Pi-Hahiroth
PI-HAHIROTH
PI-HAHIROTH (Heb. פִּי הַחִירֹת, Hahiroth), town E. of Baal-Zephon, near Migdol, in the East Delta of Egypt (Num. 33:7). At the beginning of the Exodus the Israelites encamped near Pi-Hahiroth, whose site is yet to be identified. A.H. Gardiner (see bibl.) suggests that the town's name is an alteration of Pr-Ḥtḥr ("the house of Hathor"), mentioned in various Egyptian documents. The Septuagint translates Pi-Hahiroth either as "the mouth of Hiroth" – i.e., considering פִּי as the Hebrew word for "mouth" and not as part of the name – (cf.
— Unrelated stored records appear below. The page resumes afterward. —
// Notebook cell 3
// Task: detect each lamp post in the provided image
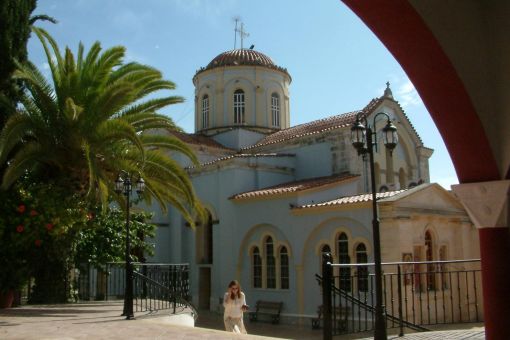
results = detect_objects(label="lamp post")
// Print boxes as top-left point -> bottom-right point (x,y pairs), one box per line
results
351,112 -> 398,340
115,171 -> 145,320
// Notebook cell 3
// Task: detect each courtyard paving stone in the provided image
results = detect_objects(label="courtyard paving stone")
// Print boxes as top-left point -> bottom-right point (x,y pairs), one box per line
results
0,301 -> 485,340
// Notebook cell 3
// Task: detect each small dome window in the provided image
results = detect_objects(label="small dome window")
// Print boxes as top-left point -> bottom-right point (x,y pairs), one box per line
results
271,92 -> 280,127
234,89 -> 245,125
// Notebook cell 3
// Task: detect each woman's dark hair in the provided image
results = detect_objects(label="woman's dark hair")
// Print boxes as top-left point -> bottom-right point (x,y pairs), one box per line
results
228,280 -> 241,299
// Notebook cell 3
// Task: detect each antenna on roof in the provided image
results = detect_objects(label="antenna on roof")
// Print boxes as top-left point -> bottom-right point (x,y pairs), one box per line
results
232,15 -> 241,50
234,19 -> 250,49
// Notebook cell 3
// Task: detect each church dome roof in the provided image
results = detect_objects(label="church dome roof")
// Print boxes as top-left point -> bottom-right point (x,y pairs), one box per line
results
197,48 -> 290,77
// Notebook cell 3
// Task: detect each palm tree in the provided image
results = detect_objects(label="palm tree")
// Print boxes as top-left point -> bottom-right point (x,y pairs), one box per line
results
0,27 -> 202,225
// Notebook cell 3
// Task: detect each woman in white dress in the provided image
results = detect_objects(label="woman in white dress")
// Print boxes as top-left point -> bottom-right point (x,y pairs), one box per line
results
223,280 -> 248,334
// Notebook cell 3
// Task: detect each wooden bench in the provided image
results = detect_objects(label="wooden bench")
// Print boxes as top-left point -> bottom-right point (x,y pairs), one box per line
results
312,305 -> 349,330
250,300 -> 283,324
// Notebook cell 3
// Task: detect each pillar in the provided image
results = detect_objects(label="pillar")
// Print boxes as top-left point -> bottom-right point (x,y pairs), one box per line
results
452,180 -> 510,340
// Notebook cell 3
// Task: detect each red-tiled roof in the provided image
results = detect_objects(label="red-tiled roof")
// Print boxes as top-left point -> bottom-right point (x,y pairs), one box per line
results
229,174 -> 359,200
243,98 -> 382,150
170,131 -> 232,150
292,189 -> 407,210
186,153 -> 295,169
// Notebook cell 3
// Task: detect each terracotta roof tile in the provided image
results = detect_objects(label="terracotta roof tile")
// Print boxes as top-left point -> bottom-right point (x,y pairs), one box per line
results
243,98 -> 382,150
229,174 -> 359,200
186,153 -> 295,169
195,48 -> 290,77
292,189 -> 407,210
170,131 -> 233,151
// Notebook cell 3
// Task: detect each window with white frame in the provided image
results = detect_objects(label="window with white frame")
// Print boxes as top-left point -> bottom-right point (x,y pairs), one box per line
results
439,246 -> 448,289
252,247 -> 262,288
425,230 -> 436,290
265,236 -> 276,288
280,247 -> 289,289
337,233 -> 351,292
356,243 -> 368,292
234,89 -> 245,124
271,92 -> 280,127
202,94 -> 209,129
320,244 -> 331,273
250,235 -> 290,289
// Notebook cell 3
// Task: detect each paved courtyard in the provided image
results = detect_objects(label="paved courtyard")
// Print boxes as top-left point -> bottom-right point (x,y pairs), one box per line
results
0,301 -> 485,340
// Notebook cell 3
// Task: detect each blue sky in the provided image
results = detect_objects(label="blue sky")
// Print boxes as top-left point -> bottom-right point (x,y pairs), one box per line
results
29,0 -> 458,189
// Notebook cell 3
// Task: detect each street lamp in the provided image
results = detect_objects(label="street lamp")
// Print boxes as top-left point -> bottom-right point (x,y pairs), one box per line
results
115,171 -> 145,320
351,112 -> 398,340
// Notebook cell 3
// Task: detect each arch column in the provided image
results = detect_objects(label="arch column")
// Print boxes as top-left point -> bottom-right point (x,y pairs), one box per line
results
452,180 -> 510,339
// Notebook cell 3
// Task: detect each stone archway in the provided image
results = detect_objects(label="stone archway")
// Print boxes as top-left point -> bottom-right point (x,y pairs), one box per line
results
342,0 -> 510,339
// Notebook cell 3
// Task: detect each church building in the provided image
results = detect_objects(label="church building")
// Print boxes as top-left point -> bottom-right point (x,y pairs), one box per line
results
150,48 -> 479,322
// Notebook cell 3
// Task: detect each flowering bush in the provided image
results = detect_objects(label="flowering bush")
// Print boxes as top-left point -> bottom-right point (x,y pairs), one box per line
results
0,184 -> 87,302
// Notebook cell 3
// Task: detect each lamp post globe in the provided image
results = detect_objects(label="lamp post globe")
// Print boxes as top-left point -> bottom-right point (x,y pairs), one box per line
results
115,171 -> 145,320
351,112 -> 398,340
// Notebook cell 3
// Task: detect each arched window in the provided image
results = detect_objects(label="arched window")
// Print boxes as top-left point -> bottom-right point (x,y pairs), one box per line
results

Num. 33:8, where the Hebrew text also omits פִּי), or as "the encampment" (cf. lxx, Ex. 14:2, 9), as though the Hebrew text did not use the name (Heb. פִּי הַחִירֹת), but rather a word meaning encampment.
bibliography:
A.H. Gardiner, in: Recueil d'études égyptologiques dédiées à la mémoire de Jean-François Champollion (1922), 213; H. Gauthier, Dictionnaire des noms géographiques contenus dans les textes hiéroglyphiques, 2 (1925), 117; P. Montet, La stèle du Roi Kamose (1956), 115.